O que só ocorria nas grandes partidas de futebol – Corinthians, Santos, Palestra Itália e São Paulo – passou a acontecer quando aumentou a população da cidade. Os bondes abertos passaram a circular apinhados de gente. Pendurada na cozinha, no estribo, inclusive o da entrevia e até junto ao motorneiro. Passou a ser comum a notícia nos jornais: “Caminhão varre o estribo do bonde. Há mortos e feridos”.
O Vilelão nunca andou de ônibus ou de bonde, os únicos meios de transportes públicos coletivos que existiam na cidade de São Paulo. Foi a única pessoa que nunca soube na vida o que era bonde ou ônibus urbano. No primeiro e segundo anos da Faculdade tinha um Renaultzinho que andava sempre cheio de gente ou então pegava táxi ou carona com colegas. Mas chegou uma fase da vida em que perdeu o “Renault” e o apartamento da Rua Duque de Caxias e passou a cantarolar:
Vou me mudar soluçante
Do apartamento elegante
Para a Casa do Estudante
e o Bar do Chico Elefante
De manhã tinha de assistir às aulas ou, no mínimo, comparecer à Academia de Direito. Na esquina, em frente à Casa do Estudante, tinha um bar de um português que, como todo o mundo, era seu compincha, encantado e deslumbrado por ele. Toda manhã o Vilelão saía da Casa do Estudante, atravessava a Avenida São João e, no bar, pedia dez mil réis emprestados para o português, pedindo para pôr na conta. Este fornecia porque sabia que ele pagaria quando recebesse uns cobrinhos. Às vezes o Vilela “pindurava” uns meses até ter oportunidade de fazer o pagamento. Pegando o dinheiro, tomava um táxi.
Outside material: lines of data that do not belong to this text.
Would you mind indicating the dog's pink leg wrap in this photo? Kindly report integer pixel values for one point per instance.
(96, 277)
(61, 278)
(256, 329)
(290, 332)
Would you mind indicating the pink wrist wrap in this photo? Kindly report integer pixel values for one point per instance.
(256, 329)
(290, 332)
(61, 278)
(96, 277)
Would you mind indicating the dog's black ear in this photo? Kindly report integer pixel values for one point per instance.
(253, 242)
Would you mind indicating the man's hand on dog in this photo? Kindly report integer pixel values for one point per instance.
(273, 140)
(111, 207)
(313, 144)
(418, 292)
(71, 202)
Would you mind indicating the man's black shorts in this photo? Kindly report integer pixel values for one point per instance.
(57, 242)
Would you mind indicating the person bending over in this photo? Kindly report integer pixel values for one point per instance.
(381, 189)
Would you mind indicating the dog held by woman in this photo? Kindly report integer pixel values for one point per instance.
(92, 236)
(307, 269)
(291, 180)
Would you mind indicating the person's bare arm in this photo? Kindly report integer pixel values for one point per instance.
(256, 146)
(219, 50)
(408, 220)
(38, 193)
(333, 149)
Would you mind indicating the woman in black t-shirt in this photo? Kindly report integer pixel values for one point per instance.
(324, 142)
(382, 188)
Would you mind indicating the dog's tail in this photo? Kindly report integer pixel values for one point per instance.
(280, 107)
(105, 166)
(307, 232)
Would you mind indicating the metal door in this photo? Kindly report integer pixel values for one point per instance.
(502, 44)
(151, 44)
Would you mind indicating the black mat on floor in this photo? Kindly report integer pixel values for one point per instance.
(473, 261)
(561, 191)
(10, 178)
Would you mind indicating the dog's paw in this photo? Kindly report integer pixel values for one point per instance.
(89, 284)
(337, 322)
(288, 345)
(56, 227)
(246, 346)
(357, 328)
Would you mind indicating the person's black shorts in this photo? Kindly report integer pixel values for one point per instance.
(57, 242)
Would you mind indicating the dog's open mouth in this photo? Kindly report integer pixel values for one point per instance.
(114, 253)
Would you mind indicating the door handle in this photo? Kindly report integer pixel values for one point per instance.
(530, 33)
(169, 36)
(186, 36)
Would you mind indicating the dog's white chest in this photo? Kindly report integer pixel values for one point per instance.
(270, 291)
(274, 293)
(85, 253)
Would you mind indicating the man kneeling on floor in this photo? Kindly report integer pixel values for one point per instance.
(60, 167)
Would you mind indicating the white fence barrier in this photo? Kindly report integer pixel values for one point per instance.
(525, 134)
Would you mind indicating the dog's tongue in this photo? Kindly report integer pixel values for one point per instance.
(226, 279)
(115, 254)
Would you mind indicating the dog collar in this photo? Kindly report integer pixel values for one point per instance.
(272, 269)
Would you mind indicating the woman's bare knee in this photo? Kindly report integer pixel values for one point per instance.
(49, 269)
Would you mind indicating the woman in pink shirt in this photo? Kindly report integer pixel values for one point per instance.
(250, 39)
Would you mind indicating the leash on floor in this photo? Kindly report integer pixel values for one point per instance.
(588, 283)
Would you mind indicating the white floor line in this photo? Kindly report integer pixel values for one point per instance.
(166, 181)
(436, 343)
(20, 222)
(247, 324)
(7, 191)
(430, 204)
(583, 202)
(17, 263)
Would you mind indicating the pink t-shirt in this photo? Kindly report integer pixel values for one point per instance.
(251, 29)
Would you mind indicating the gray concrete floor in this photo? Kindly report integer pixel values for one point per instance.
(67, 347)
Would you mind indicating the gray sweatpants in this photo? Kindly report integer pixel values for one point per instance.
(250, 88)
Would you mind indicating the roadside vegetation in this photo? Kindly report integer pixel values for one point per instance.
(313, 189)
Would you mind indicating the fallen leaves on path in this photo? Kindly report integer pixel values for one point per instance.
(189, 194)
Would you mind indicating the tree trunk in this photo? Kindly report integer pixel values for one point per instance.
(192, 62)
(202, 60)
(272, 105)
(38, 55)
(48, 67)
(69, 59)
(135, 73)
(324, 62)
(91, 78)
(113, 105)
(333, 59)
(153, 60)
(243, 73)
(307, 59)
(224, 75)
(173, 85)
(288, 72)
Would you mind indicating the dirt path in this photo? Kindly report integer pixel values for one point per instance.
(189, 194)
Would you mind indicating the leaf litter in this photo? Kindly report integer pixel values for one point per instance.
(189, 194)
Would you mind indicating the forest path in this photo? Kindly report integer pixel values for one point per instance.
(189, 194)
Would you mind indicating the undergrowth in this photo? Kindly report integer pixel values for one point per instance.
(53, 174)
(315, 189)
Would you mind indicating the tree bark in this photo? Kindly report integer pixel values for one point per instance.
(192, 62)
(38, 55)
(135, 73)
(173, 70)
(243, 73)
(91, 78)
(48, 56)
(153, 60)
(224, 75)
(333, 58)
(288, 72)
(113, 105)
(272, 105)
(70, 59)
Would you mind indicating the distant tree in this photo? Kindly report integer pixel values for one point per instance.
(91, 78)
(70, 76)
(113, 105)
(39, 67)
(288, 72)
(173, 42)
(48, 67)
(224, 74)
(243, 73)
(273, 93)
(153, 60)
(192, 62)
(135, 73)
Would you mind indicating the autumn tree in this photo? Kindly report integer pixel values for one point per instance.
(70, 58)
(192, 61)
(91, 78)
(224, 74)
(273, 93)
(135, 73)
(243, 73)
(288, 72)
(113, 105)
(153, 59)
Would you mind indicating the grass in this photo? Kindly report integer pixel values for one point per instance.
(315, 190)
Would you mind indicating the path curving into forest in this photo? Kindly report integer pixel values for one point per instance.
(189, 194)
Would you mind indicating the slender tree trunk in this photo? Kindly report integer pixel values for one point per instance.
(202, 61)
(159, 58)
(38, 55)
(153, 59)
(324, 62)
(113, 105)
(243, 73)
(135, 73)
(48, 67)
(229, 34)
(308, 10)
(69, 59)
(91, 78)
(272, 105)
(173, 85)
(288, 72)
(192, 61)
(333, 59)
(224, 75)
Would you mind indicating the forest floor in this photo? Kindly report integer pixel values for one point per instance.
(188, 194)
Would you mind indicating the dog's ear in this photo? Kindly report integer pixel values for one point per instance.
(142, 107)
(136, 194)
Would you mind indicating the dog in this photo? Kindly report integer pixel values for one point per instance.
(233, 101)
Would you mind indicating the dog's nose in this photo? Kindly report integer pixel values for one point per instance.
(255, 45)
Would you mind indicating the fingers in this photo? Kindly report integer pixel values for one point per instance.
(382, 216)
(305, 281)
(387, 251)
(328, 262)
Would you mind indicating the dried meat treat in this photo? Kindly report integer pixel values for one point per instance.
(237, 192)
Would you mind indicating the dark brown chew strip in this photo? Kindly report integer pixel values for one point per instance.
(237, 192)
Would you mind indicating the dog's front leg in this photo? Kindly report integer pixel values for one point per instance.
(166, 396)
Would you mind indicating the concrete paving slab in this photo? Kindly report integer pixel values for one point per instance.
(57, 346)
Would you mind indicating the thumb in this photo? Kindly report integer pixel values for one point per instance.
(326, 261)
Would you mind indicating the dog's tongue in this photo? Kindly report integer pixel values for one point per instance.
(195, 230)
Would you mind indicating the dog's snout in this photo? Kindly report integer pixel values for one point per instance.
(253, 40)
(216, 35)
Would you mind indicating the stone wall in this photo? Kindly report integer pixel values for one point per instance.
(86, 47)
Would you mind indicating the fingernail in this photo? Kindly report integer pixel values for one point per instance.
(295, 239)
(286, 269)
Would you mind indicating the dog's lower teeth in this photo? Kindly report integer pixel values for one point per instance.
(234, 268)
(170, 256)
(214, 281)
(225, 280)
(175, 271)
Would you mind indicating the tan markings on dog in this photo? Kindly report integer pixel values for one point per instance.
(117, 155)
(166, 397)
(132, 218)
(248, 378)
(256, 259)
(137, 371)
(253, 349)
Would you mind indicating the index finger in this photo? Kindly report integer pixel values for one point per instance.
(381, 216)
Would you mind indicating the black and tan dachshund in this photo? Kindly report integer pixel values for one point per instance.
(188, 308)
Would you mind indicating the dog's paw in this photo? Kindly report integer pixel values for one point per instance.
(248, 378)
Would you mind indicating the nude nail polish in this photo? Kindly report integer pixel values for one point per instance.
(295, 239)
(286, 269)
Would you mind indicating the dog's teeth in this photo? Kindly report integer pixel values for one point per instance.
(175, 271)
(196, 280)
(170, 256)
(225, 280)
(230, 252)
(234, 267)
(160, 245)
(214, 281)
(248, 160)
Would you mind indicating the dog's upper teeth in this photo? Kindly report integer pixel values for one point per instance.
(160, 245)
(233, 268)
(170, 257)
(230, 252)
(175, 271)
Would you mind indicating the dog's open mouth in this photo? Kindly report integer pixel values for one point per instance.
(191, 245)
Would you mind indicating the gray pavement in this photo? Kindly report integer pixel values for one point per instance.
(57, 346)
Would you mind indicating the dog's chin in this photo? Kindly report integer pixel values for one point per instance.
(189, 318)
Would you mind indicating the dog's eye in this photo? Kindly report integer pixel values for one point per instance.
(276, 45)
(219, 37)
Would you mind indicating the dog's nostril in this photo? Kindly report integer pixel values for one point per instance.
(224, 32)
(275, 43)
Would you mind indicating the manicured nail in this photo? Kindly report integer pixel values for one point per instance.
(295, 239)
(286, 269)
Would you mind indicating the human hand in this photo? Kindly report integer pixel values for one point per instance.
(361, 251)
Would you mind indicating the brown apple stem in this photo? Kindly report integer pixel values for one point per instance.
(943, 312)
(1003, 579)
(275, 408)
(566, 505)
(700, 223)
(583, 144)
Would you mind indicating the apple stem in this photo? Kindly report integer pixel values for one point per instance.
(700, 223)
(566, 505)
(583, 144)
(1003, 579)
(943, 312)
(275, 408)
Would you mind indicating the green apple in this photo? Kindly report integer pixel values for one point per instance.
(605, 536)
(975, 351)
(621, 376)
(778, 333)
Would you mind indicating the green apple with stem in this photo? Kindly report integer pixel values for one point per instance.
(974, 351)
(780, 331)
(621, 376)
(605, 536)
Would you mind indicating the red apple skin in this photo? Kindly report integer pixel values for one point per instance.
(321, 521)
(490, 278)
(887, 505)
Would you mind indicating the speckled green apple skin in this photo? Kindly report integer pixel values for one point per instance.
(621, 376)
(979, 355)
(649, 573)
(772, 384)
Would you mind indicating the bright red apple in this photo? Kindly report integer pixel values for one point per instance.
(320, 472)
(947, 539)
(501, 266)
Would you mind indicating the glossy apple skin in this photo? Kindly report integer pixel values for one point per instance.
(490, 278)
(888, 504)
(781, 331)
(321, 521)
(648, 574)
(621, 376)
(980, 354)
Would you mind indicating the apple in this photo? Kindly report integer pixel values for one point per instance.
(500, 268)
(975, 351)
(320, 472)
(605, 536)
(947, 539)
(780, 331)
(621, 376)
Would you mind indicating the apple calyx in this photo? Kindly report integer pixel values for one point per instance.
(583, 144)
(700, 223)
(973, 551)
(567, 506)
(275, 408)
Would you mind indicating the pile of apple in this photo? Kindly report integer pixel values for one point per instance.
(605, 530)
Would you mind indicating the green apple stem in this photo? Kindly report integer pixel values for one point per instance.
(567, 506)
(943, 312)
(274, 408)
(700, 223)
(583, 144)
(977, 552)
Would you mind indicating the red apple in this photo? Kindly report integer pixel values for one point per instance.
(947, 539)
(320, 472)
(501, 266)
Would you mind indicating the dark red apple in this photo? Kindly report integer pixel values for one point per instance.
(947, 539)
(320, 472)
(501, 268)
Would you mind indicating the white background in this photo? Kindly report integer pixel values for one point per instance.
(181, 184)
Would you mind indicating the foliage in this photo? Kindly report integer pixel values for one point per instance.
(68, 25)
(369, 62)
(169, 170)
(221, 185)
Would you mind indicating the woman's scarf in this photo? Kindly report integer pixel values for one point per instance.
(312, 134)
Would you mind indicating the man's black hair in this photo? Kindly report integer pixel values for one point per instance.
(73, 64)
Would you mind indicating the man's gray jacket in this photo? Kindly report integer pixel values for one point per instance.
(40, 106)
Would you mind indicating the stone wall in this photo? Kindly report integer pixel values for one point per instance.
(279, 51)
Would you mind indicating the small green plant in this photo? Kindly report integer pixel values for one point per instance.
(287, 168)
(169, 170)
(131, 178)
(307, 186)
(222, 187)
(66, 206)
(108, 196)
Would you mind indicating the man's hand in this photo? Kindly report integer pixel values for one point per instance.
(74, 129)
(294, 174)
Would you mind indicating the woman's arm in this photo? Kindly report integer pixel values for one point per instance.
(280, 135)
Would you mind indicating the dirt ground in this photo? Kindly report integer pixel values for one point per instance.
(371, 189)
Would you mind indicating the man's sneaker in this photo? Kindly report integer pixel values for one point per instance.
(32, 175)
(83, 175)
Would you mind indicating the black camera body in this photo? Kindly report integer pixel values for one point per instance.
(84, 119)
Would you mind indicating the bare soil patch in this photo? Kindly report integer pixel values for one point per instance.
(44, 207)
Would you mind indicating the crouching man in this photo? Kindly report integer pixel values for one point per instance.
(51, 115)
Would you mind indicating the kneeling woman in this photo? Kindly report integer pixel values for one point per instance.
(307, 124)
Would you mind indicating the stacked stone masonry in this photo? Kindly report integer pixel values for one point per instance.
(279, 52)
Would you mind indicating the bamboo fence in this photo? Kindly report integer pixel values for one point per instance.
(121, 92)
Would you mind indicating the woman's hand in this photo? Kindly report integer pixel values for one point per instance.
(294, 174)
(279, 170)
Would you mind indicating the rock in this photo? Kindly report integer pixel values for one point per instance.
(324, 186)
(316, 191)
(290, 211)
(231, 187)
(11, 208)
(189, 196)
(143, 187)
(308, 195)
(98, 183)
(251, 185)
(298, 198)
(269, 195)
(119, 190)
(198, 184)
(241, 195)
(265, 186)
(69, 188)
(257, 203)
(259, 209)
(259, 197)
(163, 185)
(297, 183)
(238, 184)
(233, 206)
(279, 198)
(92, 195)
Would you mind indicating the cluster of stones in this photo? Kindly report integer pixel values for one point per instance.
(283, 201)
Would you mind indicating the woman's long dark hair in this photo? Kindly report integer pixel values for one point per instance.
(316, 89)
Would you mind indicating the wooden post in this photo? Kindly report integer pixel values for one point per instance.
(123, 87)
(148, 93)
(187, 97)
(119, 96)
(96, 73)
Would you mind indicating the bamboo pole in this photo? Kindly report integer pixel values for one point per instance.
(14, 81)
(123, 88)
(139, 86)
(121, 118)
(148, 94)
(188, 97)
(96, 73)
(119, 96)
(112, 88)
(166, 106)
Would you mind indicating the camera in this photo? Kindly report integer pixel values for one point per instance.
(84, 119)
O motorista, no nosso tempo chofer, perguntava onde queria ir e o Vilela: “Vai pela Av. São João e Líbero Badaró até o taxímetro marcar dez mil réis”. Em geral dava para ir até a esquina da São João com a Líbero Badaró. Daí para diante ia à pé até a Faculdade.
E por falar em bondes, precisamos lembrar os seus anúncios e avisos, sempre do lado de dentro, na frente e nas laterais do teto na encosta dos bancos do bonde aberto para apreciação dos passageiros. Anúncios:
Veja ilustre passageiro
o belo tipo faceiro
que o Senhor tem a seu lado
No entretanto, acredite,
quase morreu de bronquite,
salvou-o o Rhum Creosotado.
(consta que da lavra de Olavo Bilac)
Emulsão de Scott.
Mitigal, acaba com as coceiras.
Pílula de vida do Dr. Ross
fazem bem ao fígado de todos nós.
Tinha uma figura de pescador de pé de capa e chapéu oleados carregando nas costas um grande bacalhau:
Óleo de fígado de bacalhau.
Larga-me, deixa-me gritar.
Contra tosse, bronquite e rouquidão
tome xarope São João.
Um homem de peito nu musculoso vergando uma barra de ferro e escrito embaixo da figura:
Vanadiol
Para o número 1 e o número 2:
Regulador Xavier.
Contra prisão de ventre
complexo Almeida Prado.
Biotônico Fontoura.
Avisos:
Gentileza com gentileza se paga.
Cuidado sempre, evitar acidentes é dever de todos.
São Paulo é uma cidade limpa.
A saída de passageiros precede a entrada.
É proibido falar com o motorneiro.

No “Camarão”, na lateral externa:
SÃO PAULO É O MAIOR CENTRO INDUSTRIAL DA AMÉRICA LATINA.